Here's what my DAO template looks like:


<cfcomponent>

<cffunction name="get" access="public" output="false" returntype="any">
<cfargument name="id" required="true" />

<cfreturn EntityLoadByPK("${Entity}",arguments.id) />

</cffunction>

<cffunction name="save" access="public" output="false" returntype="void">
<cfargument name="${entity}" required="true" />

<cfset EntitySave(arguments.${entity}) />

</cffunction>

<cffunction name="delete" access="public" output="false" returntype="void">
<cfargument name="${entity}" required="true" />

<cfset EntityDelete(arguments.${entity}) />

</cffunction>

</cfcomponent>


And here's what the final UserDAO looks like:


<cfcomponent>

<cffunction name="get" access="public" output="false" returntype="any">
<cfargument name="id" required="true" />

<cfreturn EntityLoadByPK("User",arguments.id) />

</cffunction>

<cffunction name="save" access="public" output="false" returntype="void">
<cfargument name="user" required="true" />

<cfset EntitySave(arguments.user) />

</cffunction>

<cffunction name="delete" access="public" output="false" returntype="void">
<cfargument name="user" required="true" />

<cfset EntityDelete(arguments.user) />

</cffunction>

</cfcomponent>


Hopefully that makes some sense. I haven't fully tested everything yet, but the theory is there. The next step would be to update the DAO template to add some more complex logic, like adding validation and leveraging CF9's new caching enhancements. Granted you could always use ColdSpring's AOP to add caching, but that's a different topic.

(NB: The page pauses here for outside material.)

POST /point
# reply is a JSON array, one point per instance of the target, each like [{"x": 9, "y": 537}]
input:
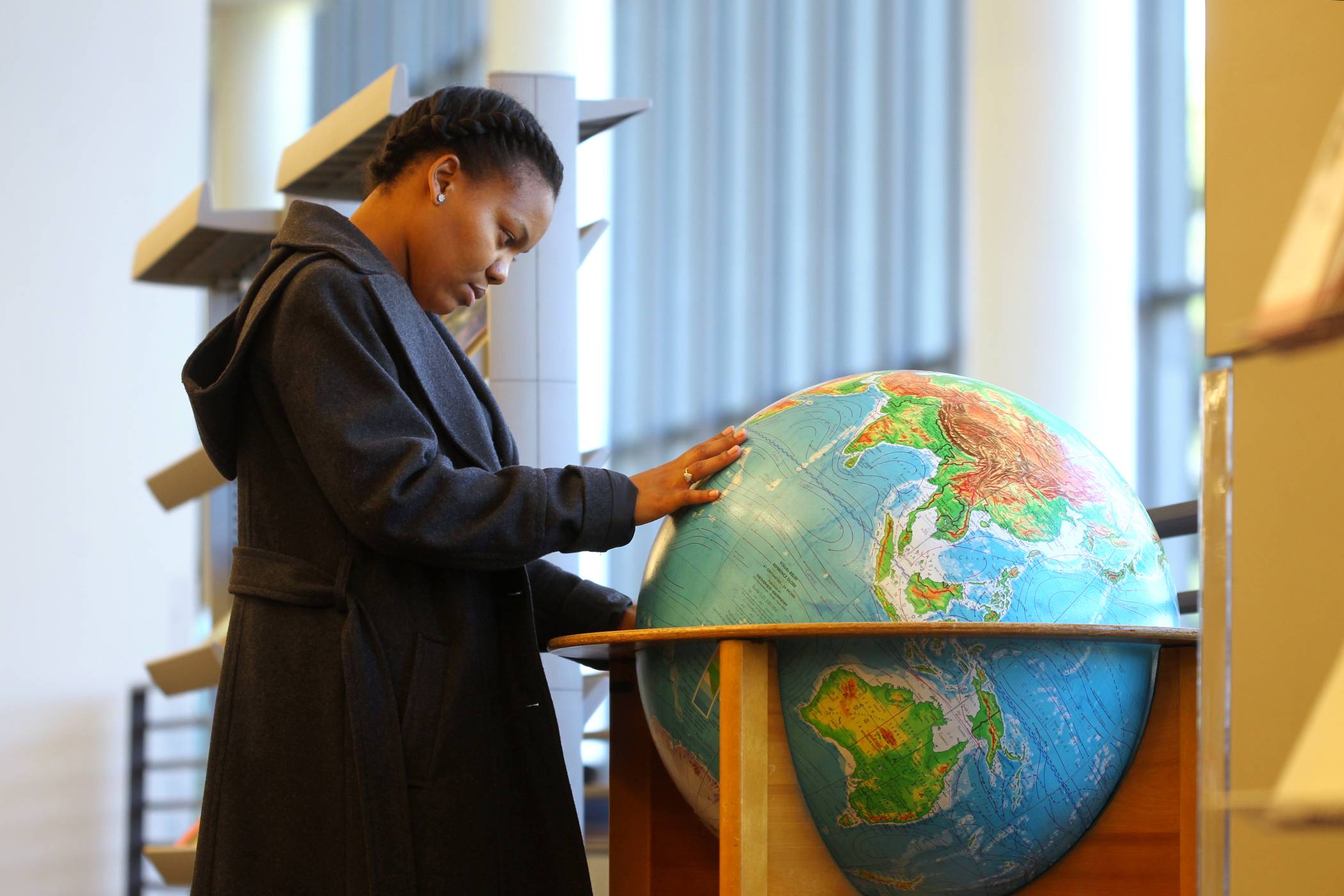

If anyone is interested in seeing more of the code, let me know.

4 comments:

  1. This is really good stuff!! Thank you! How does gateway CFC's fit into this and the hibernate application?

    ReplyDelete
  2. Would you have a function in the user DAO that would create the entity for you? Maybe like this:

    ReplyDelete
  3. The code got stripped out

    cffunction name="create" access="public" output="false" returntype="any"

    cfreturn EntityNew( "member" )

    cffunction

    ReplyDelete
  4. Joshua,

    In my example, you wouldn't really need a gateway component. But yes, you could update the DAO.cfc to include a create method that returned a new instance of the entity. Inside your userService, you could then do something like "var user = userDAO.create();". Hopefully that makes sense.

    Since this post I've taken a different approach to ORM and instead created the ColdMVC framework, but I think the concepts are still valid.